An interesting conversation with another attorney at the firm. We mused that the weather is something that people are normally very cavalier about. We puny humans like to delude ourselves that we’re pretty much in control of what’s going on. Sure, there’s rainstorms and things like that, but people typically just go in their houses, or turn on their lights and windshield wipers, and go on about their business with only minor inconveniences.
Now, this other attorney grew up in Bishop, and notes that there has been very little snowfall in the eastern Sierras this year. That means not a lot of skiing going on at Mammoth or June Lakes, and that the streams will run dry and the lakes will lie low in the summer. Unless some more snow gets dumped up there in the next two weeks or so, this will have a devastating effect on the tourism-based economy of the region (there is some agriculture, too, which will also be hurting).

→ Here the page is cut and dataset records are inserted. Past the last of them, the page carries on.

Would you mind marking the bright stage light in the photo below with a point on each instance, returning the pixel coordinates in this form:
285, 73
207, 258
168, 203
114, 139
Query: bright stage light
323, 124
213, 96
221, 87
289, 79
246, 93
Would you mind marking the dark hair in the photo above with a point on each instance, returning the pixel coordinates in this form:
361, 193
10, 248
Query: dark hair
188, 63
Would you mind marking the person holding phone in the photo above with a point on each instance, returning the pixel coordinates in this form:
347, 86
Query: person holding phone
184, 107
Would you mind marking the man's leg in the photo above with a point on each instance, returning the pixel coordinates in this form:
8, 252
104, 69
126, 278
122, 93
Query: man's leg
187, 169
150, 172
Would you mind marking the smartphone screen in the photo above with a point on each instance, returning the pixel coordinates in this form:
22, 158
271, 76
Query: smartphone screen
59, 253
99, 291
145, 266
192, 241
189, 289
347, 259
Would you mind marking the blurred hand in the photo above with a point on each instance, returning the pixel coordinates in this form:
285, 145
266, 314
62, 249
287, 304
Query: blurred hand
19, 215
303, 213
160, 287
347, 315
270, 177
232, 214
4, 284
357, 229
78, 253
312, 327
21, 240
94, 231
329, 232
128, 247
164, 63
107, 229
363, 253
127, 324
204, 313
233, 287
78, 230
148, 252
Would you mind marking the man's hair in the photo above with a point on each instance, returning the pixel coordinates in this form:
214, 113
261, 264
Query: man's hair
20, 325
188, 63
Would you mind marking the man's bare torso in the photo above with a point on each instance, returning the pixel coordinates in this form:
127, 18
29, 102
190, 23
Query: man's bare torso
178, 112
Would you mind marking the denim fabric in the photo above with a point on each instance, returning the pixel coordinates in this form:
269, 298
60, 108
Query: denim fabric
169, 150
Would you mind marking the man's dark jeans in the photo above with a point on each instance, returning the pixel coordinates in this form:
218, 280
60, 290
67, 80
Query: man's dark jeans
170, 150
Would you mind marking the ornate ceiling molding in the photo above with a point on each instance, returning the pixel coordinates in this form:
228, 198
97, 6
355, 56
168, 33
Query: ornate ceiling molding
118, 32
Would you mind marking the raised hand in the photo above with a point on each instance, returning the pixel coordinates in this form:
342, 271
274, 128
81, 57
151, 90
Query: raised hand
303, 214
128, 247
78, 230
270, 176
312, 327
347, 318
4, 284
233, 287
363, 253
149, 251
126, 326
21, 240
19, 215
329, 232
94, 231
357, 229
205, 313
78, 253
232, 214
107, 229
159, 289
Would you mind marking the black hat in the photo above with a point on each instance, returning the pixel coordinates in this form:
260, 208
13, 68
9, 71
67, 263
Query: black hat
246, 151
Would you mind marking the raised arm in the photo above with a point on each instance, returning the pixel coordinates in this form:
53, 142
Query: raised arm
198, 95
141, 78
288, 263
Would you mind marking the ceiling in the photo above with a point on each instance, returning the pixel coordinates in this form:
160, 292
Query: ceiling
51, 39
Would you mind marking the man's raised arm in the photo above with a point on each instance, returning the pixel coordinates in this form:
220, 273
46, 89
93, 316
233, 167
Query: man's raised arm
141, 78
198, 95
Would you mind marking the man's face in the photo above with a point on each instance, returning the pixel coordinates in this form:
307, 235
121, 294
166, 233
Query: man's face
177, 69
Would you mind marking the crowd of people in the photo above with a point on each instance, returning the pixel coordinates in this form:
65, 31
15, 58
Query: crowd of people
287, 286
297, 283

But from time to time, Mother Nature reminds us of who’s really in charge. We are so powerless against the forces of nature that it’s frightening to contemplate. We’ve been getting a lot of those reminders recently, and pretty close to home, too. The destruction of New Orleans. Three weeks of driving cold and feet of snow dumped on the Midwest and the Atlantic Seaboard. Droughts, like what the Eastern Sierra is getting right now. These things remind us that much of our pride and confidence is just so much hubris, and that we should remember to be more grateful when nature’s largesse is bestowed upon us. To really contemplate the power that nature has over us, rather than the other way around, is an awe-inspiring and terrifying exercise.
Today it’s seventy-two degrees and the sky is a brilliant, pale blue with no clouds at all and a mild, pleasant breeze. The eastern horizon is forty miles away, far enough that it’s literally the Earth curving away from my point of perspective that’s cutting off my view. This is wonderful weather, especially for the middle of February. And I feel fortunate to be in it.